Figure 62-7. Endoscopic retrograde pancreaticocholangiogram showing filling of a normal pancreatic duct (PD). The common bile
duct (CBD), however, does not fill beyond the large clip that appears to be placed across the duct. (Reproduced with permission
from Lillemoe KD, Pitt HA, Cameron JL. Postoperative bile duct strictures. Surg Clin North Am 1990;70:1355–1380.)
The management of a suspected bile duct injury after laparoscopic cholecystectomy presenting with a
bile leak deserves special mention. Often, when bile leakage is suspected, the surgeon believes that
urgent surgical exploration is necessary. Unfortunately, at laparotomy, the marked inflammation
associated with bile spillage and the small decompressed biliary tree that appears retracted high into the
porta hepatis make recognition of the injury and repair virtually impossible. In such cases, every
attempt should be made to define the biliary anatomy by preoperative cholangiography (PTC or MRCP)

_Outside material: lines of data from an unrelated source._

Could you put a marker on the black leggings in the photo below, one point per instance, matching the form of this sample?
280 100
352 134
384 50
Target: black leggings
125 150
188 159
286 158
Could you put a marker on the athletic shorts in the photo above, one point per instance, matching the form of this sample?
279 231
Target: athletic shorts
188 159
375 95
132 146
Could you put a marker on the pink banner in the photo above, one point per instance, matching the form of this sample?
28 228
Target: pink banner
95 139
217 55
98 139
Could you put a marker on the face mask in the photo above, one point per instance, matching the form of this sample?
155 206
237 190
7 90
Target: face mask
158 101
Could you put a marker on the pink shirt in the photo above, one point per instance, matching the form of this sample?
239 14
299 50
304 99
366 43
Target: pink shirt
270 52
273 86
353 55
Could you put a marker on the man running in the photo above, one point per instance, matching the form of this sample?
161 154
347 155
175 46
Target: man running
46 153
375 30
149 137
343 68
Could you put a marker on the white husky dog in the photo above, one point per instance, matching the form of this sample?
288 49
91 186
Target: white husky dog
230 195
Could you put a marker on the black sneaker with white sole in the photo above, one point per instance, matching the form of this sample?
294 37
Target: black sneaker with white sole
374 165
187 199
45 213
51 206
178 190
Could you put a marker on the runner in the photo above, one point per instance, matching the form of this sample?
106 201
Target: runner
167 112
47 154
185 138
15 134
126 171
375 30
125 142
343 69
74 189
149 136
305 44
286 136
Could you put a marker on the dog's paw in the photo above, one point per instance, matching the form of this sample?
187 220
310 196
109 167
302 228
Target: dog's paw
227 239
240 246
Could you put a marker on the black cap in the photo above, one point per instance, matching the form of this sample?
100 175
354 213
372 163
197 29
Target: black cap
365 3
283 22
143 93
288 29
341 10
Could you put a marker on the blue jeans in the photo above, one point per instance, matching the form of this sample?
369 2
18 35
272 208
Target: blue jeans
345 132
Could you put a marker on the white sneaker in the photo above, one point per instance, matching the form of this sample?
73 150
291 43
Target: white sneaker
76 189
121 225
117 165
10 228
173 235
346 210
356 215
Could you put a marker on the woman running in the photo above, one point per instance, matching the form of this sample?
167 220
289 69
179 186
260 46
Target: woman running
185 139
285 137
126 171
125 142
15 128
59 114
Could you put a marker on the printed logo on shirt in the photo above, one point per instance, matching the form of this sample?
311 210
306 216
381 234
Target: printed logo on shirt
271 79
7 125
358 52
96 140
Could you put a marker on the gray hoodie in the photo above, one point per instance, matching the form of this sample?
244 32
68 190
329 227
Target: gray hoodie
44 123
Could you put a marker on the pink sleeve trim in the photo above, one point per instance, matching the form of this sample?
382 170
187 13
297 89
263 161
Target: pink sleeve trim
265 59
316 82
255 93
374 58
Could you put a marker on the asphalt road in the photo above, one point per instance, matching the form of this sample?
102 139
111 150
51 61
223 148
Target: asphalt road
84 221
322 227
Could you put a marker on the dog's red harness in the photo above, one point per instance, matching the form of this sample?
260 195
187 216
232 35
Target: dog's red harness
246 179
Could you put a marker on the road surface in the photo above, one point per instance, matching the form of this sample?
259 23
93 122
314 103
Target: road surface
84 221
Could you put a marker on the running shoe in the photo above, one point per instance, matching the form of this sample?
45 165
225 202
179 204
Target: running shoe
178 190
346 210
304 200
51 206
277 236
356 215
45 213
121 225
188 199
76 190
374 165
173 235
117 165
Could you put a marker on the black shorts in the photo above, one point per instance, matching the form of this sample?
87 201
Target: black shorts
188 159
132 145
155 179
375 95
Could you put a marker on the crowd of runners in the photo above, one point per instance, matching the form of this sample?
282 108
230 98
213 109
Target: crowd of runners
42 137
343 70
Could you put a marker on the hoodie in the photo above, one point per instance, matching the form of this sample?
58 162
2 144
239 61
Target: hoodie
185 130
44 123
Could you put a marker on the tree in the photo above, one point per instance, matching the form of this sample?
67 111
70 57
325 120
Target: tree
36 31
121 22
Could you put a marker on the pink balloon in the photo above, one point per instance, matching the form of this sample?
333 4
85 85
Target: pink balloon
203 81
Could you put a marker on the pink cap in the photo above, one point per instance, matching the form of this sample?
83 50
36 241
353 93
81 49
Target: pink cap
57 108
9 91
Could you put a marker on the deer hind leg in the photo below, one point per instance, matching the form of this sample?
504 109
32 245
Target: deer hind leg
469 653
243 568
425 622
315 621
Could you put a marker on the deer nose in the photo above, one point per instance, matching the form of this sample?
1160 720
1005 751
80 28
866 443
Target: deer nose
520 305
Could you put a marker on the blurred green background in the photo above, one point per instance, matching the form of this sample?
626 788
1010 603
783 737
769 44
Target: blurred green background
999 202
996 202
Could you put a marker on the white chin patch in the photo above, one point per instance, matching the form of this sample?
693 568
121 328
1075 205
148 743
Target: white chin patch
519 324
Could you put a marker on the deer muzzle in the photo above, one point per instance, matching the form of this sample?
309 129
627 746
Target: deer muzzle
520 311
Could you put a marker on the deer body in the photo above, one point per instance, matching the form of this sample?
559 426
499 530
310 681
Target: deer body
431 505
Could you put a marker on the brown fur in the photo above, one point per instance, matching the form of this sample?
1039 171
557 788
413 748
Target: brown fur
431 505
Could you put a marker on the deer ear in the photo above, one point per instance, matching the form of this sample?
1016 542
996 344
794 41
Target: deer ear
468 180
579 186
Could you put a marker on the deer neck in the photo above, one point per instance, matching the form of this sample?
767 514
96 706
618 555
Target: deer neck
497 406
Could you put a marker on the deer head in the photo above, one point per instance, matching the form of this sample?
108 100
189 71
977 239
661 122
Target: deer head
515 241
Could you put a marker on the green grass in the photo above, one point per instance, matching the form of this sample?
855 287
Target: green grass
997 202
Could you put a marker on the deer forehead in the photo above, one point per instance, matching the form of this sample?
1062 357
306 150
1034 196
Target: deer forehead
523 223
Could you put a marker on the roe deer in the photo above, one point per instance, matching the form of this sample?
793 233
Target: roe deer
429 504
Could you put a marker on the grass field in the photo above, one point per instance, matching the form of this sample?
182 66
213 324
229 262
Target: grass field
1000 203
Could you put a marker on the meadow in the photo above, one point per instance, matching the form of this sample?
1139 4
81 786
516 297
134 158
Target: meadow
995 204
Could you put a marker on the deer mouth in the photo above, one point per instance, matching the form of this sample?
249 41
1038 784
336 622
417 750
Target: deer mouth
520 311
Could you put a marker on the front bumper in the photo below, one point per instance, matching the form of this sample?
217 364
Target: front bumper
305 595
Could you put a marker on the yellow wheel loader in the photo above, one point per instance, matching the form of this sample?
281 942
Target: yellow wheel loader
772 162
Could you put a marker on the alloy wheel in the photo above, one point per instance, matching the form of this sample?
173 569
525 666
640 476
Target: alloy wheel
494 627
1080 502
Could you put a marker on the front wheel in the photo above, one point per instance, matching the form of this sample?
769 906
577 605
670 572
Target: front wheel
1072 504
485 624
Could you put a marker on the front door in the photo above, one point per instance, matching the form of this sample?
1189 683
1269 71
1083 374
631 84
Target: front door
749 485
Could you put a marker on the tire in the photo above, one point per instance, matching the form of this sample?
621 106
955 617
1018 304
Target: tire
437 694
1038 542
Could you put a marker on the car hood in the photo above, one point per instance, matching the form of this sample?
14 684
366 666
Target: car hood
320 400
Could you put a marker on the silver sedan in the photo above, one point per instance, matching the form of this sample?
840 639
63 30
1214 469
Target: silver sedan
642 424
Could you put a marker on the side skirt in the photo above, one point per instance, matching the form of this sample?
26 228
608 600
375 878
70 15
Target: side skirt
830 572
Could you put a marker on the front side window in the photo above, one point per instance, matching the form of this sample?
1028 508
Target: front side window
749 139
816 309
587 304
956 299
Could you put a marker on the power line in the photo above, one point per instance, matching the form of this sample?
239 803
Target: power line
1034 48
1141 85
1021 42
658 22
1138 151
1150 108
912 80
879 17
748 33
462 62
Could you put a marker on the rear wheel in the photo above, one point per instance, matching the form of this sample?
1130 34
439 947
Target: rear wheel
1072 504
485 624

and to control the bile leak with percutaneous biliary drainage. In many cases, early operative
intervention is not required because the bile collections or ascites can either be drained percutaneously
or simply is absorbed from the peritoneal cavity. Delayed reconstruction, aided by percutaneous biliary
catheters, then allows optimal surgical results.14
In patients who present with a biliary stricture remote from the initial operation, symptoms of
cholangitis can necessitate urgent cholangiography and biliary decompression. Biliary drainage is best
accomplished by the transhepatic method, although successful endoscopic stent placement can also be
accomplished. Parenteral antibiotics and biliary drainage should be continued until sepsis is controlled.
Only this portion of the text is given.